According to the Commission, PEF is voluntary and should not act as a restriction to international trade. However, PEF could become a trade barrier for some producers if they are made mandatory because it will require the replacement of internal LCA processes with those that emerge from the EU pilot programs. Switching, adopting or concurrently applying an EU approach would be very expensive for many companies and could negatively affect their competitiveness on the EU market.

 

It should also be noted that the European Food Sustainable Consumption and Production (SCP) ENVIFOOD Protocol will be fully compliant with the PEF methodology. Although the European Food SCP Round Table is an industry-driven initiative, the Commission remains a co-chair of the meetings.
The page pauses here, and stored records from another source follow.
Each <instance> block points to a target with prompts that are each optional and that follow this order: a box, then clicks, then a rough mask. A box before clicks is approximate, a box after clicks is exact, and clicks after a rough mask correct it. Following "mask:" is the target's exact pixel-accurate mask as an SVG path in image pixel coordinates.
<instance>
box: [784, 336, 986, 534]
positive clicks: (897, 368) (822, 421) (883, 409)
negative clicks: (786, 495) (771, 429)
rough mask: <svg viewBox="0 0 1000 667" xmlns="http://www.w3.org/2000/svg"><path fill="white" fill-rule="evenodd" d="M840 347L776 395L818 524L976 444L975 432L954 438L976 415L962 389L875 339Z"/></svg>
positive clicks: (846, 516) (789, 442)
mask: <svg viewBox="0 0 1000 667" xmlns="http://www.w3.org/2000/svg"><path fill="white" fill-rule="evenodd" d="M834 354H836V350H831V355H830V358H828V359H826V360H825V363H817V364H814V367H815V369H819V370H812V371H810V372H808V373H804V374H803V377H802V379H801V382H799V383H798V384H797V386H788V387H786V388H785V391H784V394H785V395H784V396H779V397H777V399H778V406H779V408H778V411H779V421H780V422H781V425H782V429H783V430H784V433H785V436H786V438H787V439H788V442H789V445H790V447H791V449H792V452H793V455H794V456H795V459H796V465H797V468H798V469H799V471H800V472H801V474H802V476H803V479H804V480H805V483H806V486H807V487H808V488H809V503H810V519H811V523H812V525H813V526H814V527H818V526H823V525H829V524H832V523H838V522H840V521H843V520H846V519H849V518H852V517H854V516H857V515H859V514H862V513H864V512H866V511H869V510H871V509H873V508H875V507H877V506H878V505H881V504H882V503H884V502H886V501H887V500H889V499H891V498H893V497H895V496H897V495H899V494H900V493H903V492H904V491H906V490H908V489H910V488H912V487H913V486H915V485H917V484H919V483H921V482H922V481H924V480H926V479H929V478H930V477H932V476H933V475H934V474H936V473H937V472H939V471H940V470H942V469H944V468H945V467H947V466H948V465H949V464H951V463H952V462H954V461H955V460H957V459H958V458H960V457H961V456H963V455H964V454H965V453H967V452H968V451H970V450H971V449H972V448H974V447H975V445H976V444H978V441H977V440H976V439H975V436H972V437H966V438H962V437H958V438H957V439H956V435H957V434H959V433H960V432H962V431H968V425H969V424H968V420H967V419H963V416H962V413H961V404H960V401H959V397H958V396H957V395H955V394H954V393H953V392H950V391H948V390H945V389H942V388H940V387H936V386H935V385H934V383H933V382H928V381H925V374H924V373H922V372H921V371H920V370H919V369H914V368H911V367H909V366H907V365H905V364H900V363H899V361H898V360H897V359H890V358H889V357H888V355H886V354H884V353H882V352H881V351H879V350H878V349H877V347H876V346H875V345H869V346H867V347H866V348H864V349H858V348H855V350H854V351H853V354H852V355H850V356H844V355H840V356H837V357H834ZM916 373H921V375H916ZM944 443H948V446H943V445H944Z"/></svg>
USEU/FAS participates on the European Food SCP Round Table in Brussels and monitors the PEF pilot phase process closely as it may impact the competitiveness of U.S. companies if the PEF methodology becomes mandatory. After the pilots phase is completed in 2016, the Commission will evaluate whether the method, product and sector performance benchmarks and incentives were successful and will determine how they should be applied. Furthermore, the Commission will determine how these tools can be integrated in a wider range of already existing policy instruments to improve the environmental performance of products in the EU market. Based on the result of this assessment, the Commission will produce appropriate proposals as indicated in the Commission proposal for a new EU Environmental Action Program to 2020.